民間人が書いた本にたいして、政府が抗議するというのも異常なら、 それに従って出版社が著者を非難してしまうのも、また日本的な非常識をあらわしている。 幸いなことに、当初の出版予定だった講談社から、第三書館へと版元がうつって、やっと日の目を見た。 本書の読後感は、当然のことが当然に書かれているだけ、である。 なぜ宮内庁や外務省が、目をつり上げてオーストラリア政府に抗議したのか、まったく理解できない。 最初に読んだだけでは、どこの部分をもって「皇室に対する事実無根の侮辱的・抽象的な内容を有する極めて問題の多い書籍であった」(外務省報道官の発言)のか、わからなかった。 皇室を侮辱したと宮内庁が感じた部分は、野田峯雄さんが書いた「『プリンセス・マサコ』の真実」を読んではじめて判った。 講談社で出版を予定していたとき、宮内庁に事前相談していたらしい。 その結果、百数十カ所が削除されたが、結局、上梓にいたらなかった。 我が国の大手出版社は、すでに言論の自由を放棄している。 自主規制という言論統制に服しており、我が国は言論の自由はないと考えるべきだ。 戦前も、こうして戦争へと進んでいったに違いない。 本書は、削除や添削を一切省いて、筆者の書いたままに翻訳され、上梓された。 父親である小和田恆の略歴、家庭環境、そして、本人の生いたちなど、丁寧に記述している。 外務次官まで上り詰めた、小和田恆氏の人格的な冷たさや、 出世主義的な生き方を、いささかの皮肉を込めて書いている。 しかし、この程度の記述は、それほど異常ではない。

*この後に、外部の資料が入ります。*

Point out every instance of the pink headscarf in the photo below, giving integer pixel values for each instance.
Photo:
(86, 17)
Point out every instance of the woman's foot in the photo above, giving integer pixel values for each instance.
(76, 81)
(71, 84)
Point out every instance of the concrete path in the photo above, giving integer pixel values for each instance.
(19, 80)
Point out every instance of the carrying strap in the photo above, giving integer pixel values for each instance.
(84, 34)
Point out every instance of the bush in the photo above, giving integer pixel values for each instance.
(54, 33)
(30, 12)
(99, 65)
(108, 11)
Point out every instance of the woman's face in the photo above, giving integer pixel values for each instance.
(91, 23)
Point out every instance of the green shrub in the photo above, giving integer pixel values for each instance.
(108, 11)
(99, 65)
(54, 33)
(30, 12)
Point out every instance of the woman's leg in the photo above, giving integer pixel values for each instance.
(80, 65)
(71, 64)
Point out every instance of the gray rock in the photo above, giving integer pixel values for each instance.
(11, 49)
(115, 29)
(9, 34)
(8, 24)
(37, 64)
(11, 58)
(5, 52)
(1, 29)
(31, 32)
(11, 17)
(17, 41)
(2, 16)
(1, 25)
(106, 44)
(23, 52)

とりわけ結婚前の男性関係など、いっさい触れてはいない。 また、彼女が処女だったか否かといった話は、ほとんど触れてはいない。 そういった意味では、我が国の週刊誌よりも、すっと大人である。 しかし、皇室に関して事実を事実として書くことは、我が国では許されないのだろう。 野田氏の書には、削除された部分が列挙されているが、 あまりにたくさんあり、しかも削除する原則がない。 恣意的に削除している感じである。 後半になると、削除した理由が判らなくもない部分がある。 削除したのは次の部分だ。 1.雅子さんがうつ病であること 2.皇位継承権を放棄した皇族がいたこと 3.雅子さんに人工授精を強制したこと 4.愛子さんは試験管ベイビーであること 5.皇太子たちの皇族離脱の検討 といった部分は、宮内庁が触れて欲しくないのだろう。 2001年3月、雅子妃がすでに不妊治療のサイクルを始めていた頃、堤の診察が公式に発表された。宮内庁は後に遠まわしに「ホルモン治療」と言ったが、二と二を足せば誰にでもわかることだった。 世界初の試験管天皇となるかもしれない赤ん坊の誕生が準備されていたのである。 誰も記事にはしなかった。少なくとも日本では、また、ずっと後になるまでは。今日でさえ、雅子妃が日本の皇室で、おそらくは世界の王室で初めて体外受精治療を受けたのかもしれないとほのめかされると、反応は困ったような忍び笑いから憤激した否定までさまざまだ。 しかし、そうでなければどうして体外受精専門家の堤が関わってくるのか? P272 雅子さんが離婚すれば、彼女のうつ病は治るかも知れないが、 彼女は幸せにはなれないだろう、と筆者は言う。 皇太子はまだ雅子さんを愛しており、 万が一、女性の天皇が認められたら、愛子はお堀の外には出られず、母子が離ればなれになってしまう。 現在のような皇位継承を続けていくと、資格者がいなくなってしまうだろう。 筆者はそうした事情をも描き出す。 外国人に皇室の裏事情を書かれることを、役人たちは面白くなかったのだろう。 悠仁は皇太子と秋篠宮に続き皇位継承順位は第三位となる。そして、彼の誕生によって、政府が異論の多い法改正に取り組まなくても皇室は生き延びる。 しかし、それは一時的な猶予にすぎない。というのも、いまや天皇の聖なるY染色体を保つ重荷はすべて、守り刀を傍らにベビーベッドに横たわるこの痩せた未熟児の肩に−生殖器にと言うべきか−かかっているのだ。 彼が生き延びなかったらどうする? 生殖力がないことがわかったとしたら? あるいはゲイとか。 誰も結婚しようとしなかったら? 彼の伯母や祖母の運命を考えればそうなつてもおかしくはない。 あるいは、子どもを作る義務を単に受け入れようとしなかったら? 危機は一世代先送りされただけなのだ。P344 天皇の妻になる女性たちは神経を病むほど、 宮内庁に虐められると知れば、まだ小さい悠仁が結婚しない可能性は高い。 宮内庁があやつる人事が、彼等は良かれと思ってやっているにもかかわらず、 天皇制の今後を狭めている。 宮内庁のあまりの時代錯誤に、このまま放置しておけば、天皇制は消滅するだろう。 それが本書の読後感である。 (2007.09.04)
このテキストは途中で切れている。